The Hopcops are coming! The Hopcops are coming!

The Johns Hopkins University is encouraging the Maryland state legislature to approve a bill creating a private police force for the University. We at the Black and Blue Jay diligently read the fine print of this bill, and found that there’s more to Ronny D’s sinister plan than meets the eye.

Students should expect to see a number of measures intended to further “liberate” the Hopkins community from the violence of the extremely gentrified neighborhood where we reside. Among these measures is the Student Technology and Materials Printing (STAMP) Act, which imposes dramatically higher prices for printing. To corner the lucrative printing market, the school will confiscate all printers owned by students and donate them to MICA.
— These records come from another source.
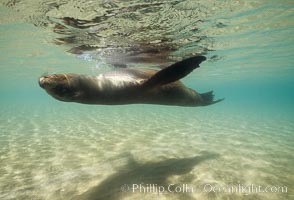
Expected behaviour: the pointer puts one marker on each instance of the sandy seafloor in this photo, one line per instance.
(58, 151)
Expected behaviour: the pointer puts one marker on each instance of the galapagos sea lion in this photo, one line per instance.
(130, 86)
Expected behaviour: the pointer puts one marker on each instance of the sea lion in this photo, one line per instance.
(130, 86)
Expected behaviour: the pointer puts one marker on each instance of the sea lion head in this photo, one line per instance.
(64, 87)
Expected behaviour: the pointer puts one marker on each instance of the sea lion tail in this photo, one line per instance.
(208, 97)
(175, 71)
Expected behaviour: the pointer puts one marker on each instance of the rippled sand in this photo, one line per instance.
(70, 151)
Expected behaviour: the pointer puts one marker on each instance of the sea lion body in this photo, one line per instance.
(126, 86)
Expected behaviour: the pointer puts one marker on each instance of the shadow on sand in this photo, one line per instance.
(146, 173)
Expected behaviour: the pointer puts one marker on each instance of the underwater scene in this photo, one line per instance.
(146, 135)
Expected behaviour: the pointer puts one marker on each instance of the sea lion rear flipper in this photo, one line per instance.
(175, 71)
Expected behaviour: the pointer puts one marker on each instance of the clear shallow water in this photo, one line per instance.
(56, 150)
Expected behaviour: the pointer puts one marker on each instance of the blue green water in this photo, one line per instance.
(56, 150)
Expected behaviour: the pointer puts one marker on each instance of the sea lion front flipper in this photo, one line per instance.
(175, 71)
(208, 97)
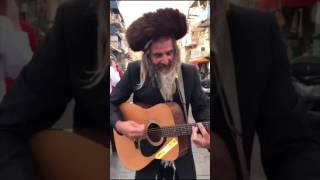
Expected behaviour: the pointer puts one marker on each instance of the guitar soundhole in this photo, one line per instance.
(154, 133)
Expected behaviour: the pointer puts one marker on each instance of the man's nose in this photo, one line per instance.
(165, 60)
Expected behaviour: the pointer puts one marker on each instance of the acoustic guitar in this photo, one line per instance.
(166, 136)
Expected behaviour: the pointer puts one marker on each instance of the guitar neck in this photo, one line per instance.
(180, 130)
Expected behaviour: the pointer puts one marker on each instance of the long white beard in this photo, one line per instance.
(167, 85)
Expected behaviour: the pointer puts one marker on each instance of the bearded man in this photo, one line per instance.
(155, 79)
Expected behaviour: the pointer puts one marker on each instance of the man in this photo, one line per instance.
(114, 74)
(248, 46)
(153, 80)
(59, 71)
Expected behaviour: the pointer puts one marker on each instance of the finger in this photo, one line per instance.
(203, 131)
(194, 132)
(198, 142)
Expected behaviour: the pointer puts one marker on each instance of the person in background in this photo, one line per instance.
(155, 79)
(15, 50)
(114, 74)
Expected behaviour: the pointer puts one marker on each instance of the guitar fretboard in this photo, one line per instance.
(178, 130)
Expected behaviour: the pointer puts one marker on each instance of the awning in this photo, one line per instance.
(199, 61)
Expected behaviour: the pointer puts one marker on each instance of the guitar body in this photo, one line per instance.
(136, 155)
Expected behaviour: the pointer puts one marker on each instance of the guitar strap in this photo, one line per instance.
(180, 85)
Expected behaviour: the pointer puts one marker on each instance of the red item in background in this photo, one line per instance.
(32, 34)
(298, 3)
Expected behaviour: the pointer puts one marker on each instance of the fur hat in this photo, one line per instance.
(163, 22)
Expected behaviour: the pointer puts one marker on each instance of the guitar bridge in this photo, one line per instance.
(136, 143)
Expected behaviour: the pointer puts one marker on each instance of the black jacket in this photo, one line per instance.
(55, 75)
(151, 95)
(268, 102)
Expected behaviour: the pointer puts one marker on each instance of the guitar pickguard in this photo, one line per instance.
(147, 149)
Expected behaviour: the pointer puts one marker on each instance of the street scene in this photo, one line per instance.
(193, 47)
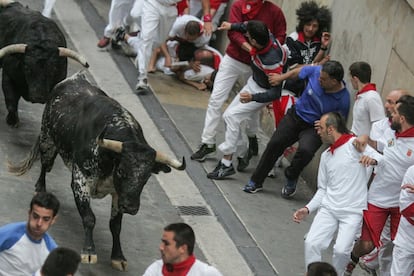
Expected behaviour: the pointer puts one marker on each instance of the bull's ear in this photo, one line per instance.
(113, 145)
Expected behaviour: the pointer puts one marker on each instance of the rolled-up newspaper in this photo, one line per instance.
(180, 63)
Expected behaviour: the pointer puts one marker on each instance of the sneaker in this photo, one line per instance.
(119, 34)
(203, 151)
(221, 171)
(289, 190)
(366, 268)
(243, 162)
(253, 146)
(142, 85)
(349, 268)
(127, 49)
(103, 42)
(272, 173)
(252, 187)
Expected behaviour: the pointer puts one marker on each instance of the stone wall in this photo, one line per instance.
(379, 32)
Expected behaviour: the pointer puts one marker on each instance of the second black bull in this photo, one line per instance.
(105, 149)
(32, 55)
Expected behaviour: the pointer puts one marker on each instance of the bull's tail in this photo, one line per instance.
(23, 166)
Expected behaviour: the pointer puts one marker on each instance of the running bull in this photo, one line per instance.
(32, 55)
(105, 149)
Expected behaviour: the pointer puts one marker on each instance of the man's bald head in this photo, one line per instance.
(391, 99)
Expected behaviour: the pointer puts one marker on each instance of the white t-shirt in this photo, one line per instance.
(379, 130)
(367, 109)
(384, 191)
(342, 180)
(20, 255)
(405, 233)
(178, 29)
(198, 269)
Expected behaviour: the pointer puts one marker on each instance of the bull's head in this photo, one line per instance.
(136, 164)
(43, 67)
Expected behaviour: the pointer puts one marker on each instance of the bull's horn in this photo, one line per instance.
(113, 145)
(13, 49)
(162, 158)
(65, 52)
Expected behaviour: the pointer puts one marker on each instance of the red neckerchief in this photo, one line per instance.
(201, 30)
(366, 88)
(407, 133)
(341, 140)
(254, 51)
(179, 269)
(408, 213)
(301, 38)
(251, 8)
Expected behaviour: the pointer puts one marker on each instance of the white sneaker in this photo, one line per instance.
(142, 84)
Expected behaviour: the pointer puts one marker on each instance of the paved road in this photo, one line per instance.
(241, 234)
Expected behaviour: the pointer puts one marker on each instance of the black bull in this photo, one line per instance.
(32, 55)
(116, 161)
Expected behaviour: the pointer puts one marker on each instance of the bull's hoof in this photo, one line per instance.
(120, 265)
(12, 120)
(89, 258)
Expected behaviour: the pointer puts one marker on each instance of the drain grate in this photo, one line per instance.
(193, 210)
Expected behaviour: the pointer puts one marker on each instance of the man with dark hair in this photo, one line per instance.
(268, 56)
(384, 192)
(321, 269)
(341, 197)
(177, 258)
(368, 105)
(25, 245)
(310, 42)
(60, 262)
(234, 66)
(324, 92)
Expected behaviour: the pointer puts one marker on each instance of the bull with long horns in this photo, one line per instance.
(33, 56)
(104, 148)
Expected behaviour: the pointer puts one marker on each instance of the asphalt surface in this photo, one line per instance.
(239, 233)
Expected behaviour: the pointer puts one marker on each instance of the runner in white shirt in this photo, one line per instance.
(403, 254)
(381, 259)
(341, 196)
(24, 246)
(368, 105)
(177, 258)
(383, 195)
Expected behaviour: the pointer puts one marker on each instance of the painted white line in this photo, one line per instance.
(212, 239)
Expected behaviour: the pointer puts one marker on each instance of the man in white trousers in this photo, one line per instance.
(235, 65)
(268, 56)
(381, 259)
(403, 254)
(117, 17)
(384, 192)
(341, 197)
(157, 18)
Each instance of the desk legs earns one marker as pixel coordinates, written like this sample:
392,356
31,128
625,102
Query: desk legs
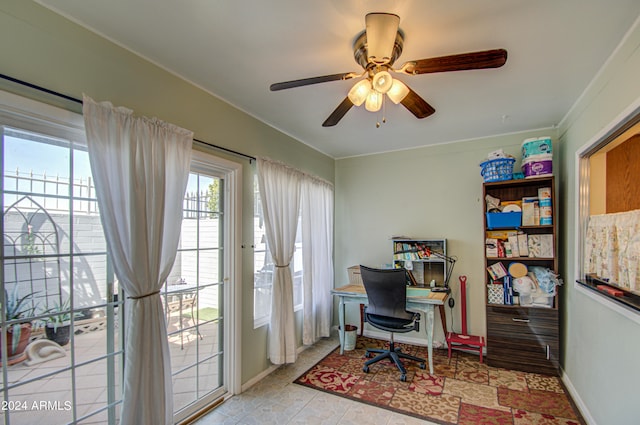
341,329
429,328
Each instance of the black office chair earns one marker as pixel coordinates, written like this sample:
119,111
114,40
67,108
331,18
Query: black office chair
387,310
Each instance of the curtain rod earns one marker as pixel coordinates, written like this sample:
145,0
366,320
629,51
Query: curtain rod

Next is the thrifty replacement for SOHOP: the Student Overnight Housing Of Police. Freshmen will receive the distinct honor of quartering anywhere from one to five HopCops in their dorm rooms, and surrendering their meal swipes if they get hungry. Give them your shower shoes too– those bathrooms are nasty.
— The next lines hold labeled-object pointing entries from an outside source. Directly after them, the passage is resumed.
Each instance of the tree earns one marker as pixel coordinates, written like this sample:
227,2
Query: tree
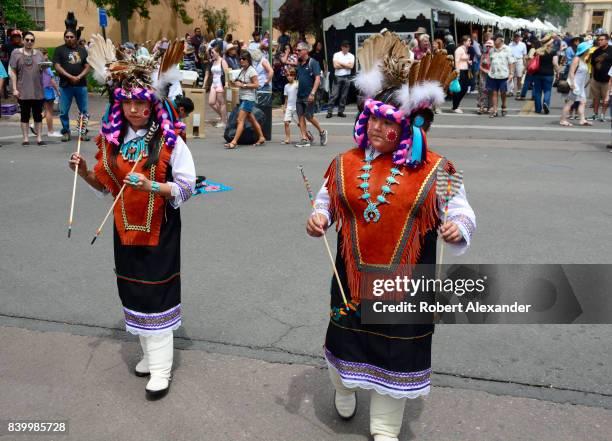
122,11
216,19
16,15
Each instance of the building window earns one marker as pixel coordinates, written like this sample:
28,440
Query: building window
258,18
597,20
36,9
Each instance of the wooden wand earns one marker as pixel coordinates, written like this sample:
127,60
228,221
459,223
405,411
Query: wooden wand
76,170
331,257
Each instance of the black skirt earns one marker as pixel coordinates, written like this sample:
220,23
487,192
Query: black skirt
149,279
394,360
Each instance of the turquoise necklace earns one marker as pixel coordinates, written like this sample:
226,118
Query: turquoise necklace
372,213
131,150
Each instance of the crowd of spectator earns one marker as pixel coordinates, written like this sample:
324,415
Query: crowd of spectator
298,75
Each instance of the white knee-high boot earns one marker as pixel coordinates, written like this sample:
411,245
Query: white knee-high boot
142,368
160,353
345,399
386,415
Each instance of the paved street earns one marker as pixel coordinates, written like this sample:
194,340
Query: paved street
255,294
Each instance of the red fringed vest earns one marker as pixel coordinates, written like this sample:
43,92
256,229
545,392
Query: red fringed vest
396,239
138,214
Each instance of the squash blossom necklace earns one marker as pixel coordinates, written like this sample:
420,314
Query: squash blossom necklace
372,213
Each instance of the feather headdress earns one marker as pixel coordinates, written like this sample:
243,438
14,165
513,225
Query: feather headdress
135,78
113,68
389,77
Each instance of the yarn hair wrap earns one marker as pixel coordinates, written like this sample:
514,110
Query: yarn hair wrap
112,126
412,148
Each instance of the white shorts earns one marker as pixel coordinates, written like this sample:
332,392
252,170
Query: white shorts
519,68
289,114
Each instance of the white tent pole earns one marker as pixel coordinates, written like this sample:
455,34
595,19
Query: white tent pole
431,25
325,50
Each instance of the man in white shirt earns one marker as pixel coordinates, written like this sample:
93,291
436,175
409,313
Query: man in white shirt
519,52
256,41
344,62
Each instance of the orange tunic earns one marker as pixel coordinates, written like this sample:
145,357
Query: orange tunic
396,239
138,215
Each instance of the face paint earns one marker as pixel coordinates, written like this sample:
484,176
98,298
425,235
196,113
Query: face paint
391,135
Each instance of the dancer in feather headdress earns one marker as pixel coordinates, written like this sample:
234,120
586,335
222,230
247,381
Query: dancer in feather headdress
382,196
139,146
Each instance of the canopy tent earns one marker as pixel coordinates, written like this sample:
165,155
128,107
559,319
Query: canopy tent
538,25
375,11
551,26
509,23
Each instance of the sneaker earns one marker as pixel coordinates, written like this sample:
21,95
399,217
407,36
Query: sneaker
323,136
346,405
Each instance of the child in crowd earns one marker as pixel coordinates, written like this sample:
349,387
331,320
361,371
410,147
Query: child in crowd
290,102
51,92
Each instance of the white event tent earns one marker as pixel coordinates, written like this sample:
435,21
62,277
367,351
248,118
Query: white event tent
375,11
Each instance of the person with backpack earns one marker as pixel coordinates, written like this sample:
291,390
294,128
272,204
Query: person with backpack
309,79
543,71
247,82
216,98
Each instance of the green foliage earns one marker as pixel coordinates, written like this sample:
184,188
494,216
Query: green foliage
114,8
16,15
216,19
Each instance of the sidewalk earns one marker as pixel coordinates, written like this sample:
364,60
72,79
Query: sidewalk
88,381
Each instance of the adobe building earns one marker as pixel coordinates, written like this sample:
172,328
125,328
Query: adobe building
163,22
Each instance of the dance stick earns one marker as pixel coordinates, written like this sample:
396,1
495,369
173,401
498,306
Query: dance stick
110,210
331,258
76,170
447,186
448,191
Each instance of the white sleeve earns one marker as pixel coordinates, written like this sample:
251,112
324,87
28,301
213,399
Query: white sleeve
461,214
322,203
182,185
175,90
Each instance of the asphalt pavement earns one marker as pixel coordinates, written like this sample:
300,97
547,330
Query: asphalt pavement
255,293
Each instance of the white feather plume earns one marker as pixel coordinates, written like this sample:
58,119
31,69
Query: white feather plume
100,53
403,95
370,82
168,77
429,92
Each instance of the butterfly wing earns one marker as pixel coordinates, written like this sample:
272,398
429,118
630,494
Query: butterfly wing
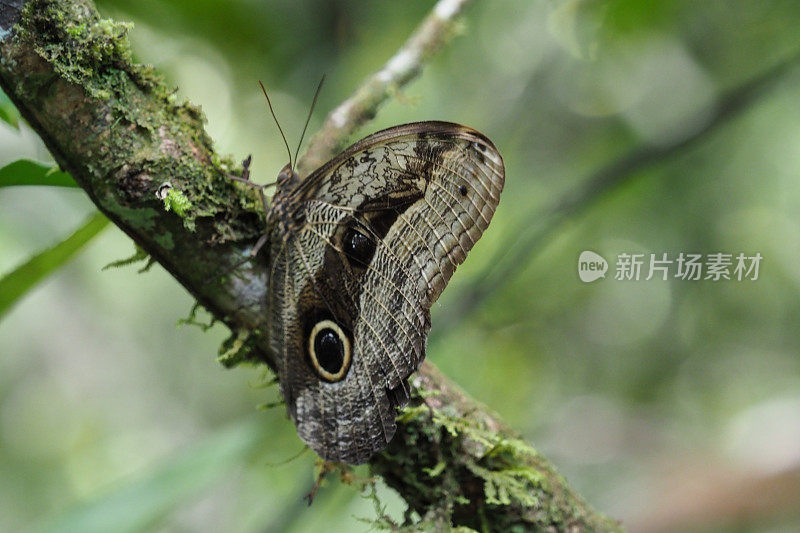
378,232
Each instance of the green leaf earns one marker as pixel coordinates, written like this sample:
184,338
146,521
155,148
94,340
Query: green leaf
19,281
134,506
27,172
8,113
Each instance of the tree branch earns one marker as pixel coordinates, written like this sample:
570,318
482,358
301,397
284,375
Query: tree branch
433,33
115,127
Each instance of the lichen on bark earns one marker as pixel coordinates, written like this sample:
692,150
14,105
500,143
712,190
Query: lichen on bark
122,134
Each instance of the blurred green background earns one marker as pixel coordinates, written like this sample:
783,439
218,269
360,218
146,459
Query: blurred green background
670,405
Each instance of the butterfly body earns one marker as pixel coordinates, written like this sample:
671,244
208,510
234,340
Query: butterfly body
359,252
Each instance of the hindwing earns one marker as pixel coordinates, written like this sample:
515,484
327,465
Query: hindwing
374,236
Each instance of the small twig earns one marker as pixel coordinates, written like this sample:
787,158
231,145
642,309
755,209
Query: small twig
437,28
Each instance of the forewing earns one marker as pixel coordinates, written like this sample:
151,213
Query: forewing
381,229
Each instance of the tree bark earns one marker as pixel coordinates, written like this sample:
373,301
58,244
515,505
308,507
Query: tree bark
114,126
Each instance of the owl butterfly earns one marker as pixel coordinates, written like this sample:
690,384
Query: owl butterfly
358,253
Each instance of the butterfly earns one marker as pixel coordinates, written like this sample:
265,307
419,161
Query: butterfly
358,253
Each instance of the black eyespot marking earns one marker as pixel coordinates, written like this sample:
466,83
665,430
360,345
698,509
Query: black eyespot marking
480,150
358,248
329,351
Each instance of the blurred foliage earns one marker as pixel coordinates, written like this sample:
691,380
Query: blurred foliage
8,113
16,283
647,395
26,172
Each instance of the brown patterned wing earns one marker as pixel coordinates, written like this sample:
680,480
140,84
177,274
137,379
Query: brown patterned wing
379,232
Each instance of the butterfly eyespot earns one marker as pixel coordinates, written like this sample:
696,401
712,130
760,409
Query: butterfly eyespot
329,350
358,247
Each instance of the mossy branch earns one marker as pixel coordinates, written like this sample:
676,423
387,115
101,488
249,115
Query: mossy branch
122,135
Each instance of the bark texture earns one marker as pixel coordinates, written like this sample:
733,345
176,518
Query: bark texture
121,134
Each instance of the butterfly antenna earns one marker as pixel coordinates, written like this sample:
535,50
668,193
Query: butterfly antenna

Despite the “flagged: urgent!” mass emails being sent out every ten minutes by the Students Against Private Police, we ask you to resist the urge to dump your dirty chais into the Inner Harbor. Hopkins’ elite private navy, the FFSea, has issued the following warning in anticipation of a JHU mutiny:

“Hear ye, hear ye! All insubordinate students will see their meal plans revoked and their GPAs reduced by 0.5-1.0 points, depending on the severity of the violation. Good luck getting into med school then, bitches!”

But not all hope is lost for us Blue Jays. SGA freshman Bethany Ross, eager to prove herself (and puff up her resume) is organizing the Pre-Meds of Liberty, who will protest the hostile takeover by systematically setting off every Blue Light alarm on campus until the entire police force quits.
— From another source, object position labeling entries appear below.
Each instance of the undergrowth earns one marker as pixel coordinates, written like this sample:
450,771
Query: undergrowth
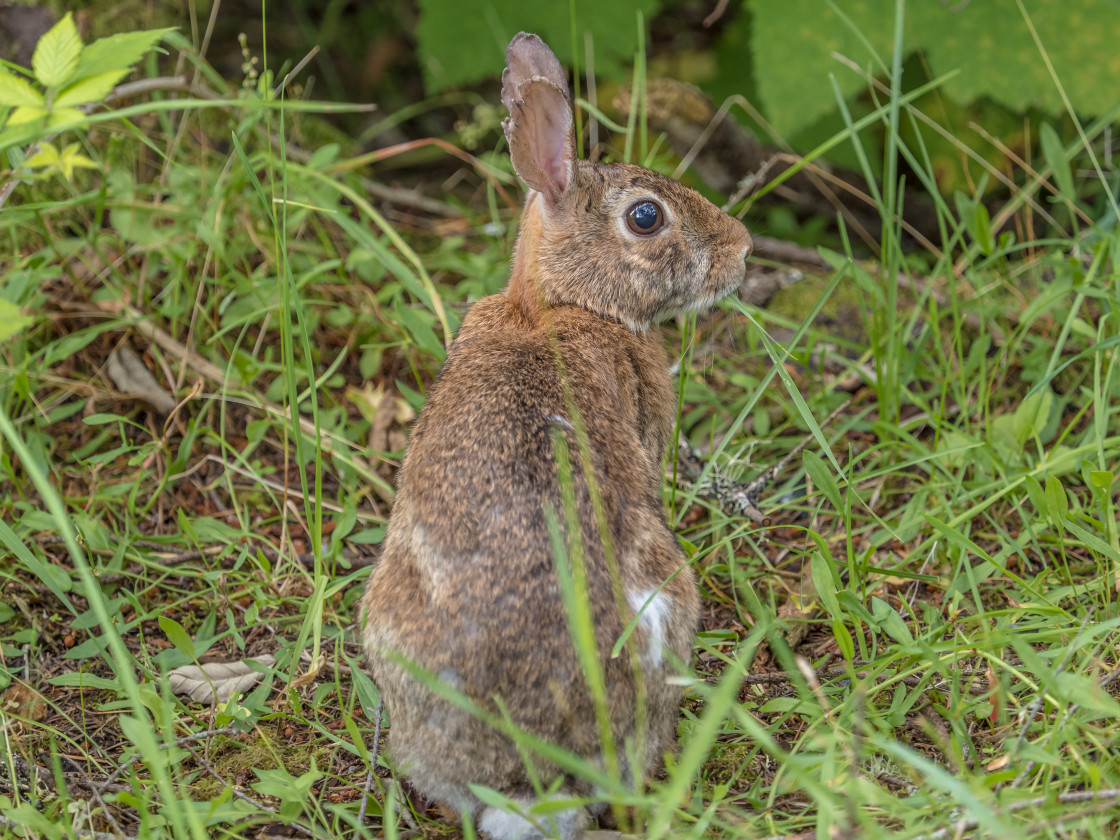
912,632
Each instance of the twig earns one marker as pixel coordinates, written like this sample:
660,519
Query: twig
121,768
961,827
831,672
245,798
739,497
373,764
83,833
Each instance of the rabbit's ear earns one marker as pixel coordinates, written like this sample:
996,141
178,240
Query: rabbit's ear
539,130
Junior GECS major Trevor Travis is also organizing a hunger strike against the FFC, although it’s not clear how he thinks that will help anything. At press time, Travis was outside Garland Hall shouting, “Give me liberty or give me debt!” to which a financial aid officer replied, “okay, debt it is.”

If a private police force indeed descends upon the school, organizers have advised all students to look for lanterns in the Gilman clock tower. They will hang one if police come by land, two if they descend in helicopters, and three if they approach on Segways rolling up North Charles in battle formations.

Organizers note that Segways are surprisingly easy to tip over– and as word of revolution spreads across campus, a single push may become the Shove Heard ‘Round the World.